Mayor Lang calls him the perfect expert on the Magnusson-Stevenson Act that governs American fisheries.

``He understands how it relates to species and he understands how it relates to human beings,'' he said.

Dr. MacCormack noted that even though Dr. Rothschild has an international reputation as a scientist, he is completely at home with the fishermen and fishing boat owners on the New Bedford docks.

``When you see him present a paper to academics, he speaks their language, but he can go to the fish auction and speak their language, too,'' she said.

Boat owner Rodney Avila gave a similar assessment.

``He doesn't talk down to fishermen, he talks with them. That's important,'' he said.

``He's a good, all-around man,'' said Mr.

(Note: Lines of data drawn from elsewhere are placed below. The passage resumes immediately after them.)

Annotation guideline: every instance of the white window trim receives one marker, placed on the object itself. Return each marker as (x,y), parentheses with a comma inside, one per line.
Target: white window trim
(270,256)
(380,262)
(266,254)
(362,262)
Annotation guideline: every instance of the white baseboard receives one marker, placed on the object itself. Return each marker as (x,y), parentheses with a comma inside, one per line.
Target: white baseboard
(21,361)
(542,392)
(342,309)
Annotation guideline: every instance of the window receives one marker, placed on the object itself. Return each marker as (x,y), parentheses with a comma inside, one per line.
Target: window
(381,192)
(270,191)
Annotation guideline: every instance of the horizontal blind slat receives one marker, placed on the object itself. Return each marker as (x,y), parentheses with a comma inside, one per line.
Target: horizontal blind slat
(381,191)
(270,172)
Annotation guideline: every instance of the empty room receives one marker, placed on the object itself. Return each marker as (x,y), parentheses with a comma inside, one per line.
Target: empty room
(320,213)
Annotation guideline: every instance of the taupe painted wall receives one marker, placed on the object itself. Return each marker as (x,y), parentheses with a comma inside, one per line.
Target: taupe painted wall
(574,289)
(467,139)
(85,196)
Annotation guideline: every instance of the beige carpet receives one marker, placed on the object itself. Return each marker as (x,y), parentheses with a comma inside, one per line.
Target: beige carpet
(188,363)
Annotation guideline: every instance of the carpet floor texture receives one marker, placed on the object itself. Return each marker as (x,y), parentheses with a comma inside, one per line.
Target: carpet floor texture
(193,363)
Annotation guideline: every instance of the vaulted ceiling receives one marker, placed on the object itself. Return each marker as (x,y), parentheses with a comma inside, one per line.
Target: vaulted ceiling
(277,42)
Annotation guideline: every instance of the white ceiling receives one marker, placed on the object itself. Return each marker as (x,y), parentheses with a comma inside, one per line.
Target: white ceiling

Avila.

Brian Rothschild has dug deep into New Bedford in the 13 years he's been at UMass Dartmouth.

He and his wife, Susan, have refurbished one of the long-neglected Victorian houses in the city's West End and he has a studio in the North End where, in his spare time, he builds replicas of 18th century furniture.

He has traded in the sailboat he first came to New Bedford in for a 40-foot ``Novi,'' a recreational fishing boat where he and Susan fish for local fish that make good eating: stripers, fluke and whatever else in local waters that might taste good.

His wife, like himself, loves fishing and ocean studies so it makes for an interesting crew, he said, the dry sense of humor he's well known for coming through.

Dr. Rothschild said he hopes his New Bedford legacy will be the use of ocean science to continue the revival of the fishing industry, and he hopes that SMAST can continue to build the quality of its faculty so it becomes one of the nation's elite marine science schools.

It may be, however, that Dr. Rothschild's biggest legacy will be tied to the people of New Bedford themselves.

He admits that his survey is unscientific but he says the city has changed since 1995 when he first arrived, sailing his own boat from Maryland to the city, passing Cuttyhunk and then finally coming up a foggy Acushnet River.

``When I moved here, the houses were, in general, in a state of disrepair. The economy looked bleak,'' he said. ``As the economy and the fish auction developed, the community seemed brighter and better furbished and more prosperous.''

That's not a bad legacy, for an ocean scientist who sees local fishermen as part of the sea's ecology.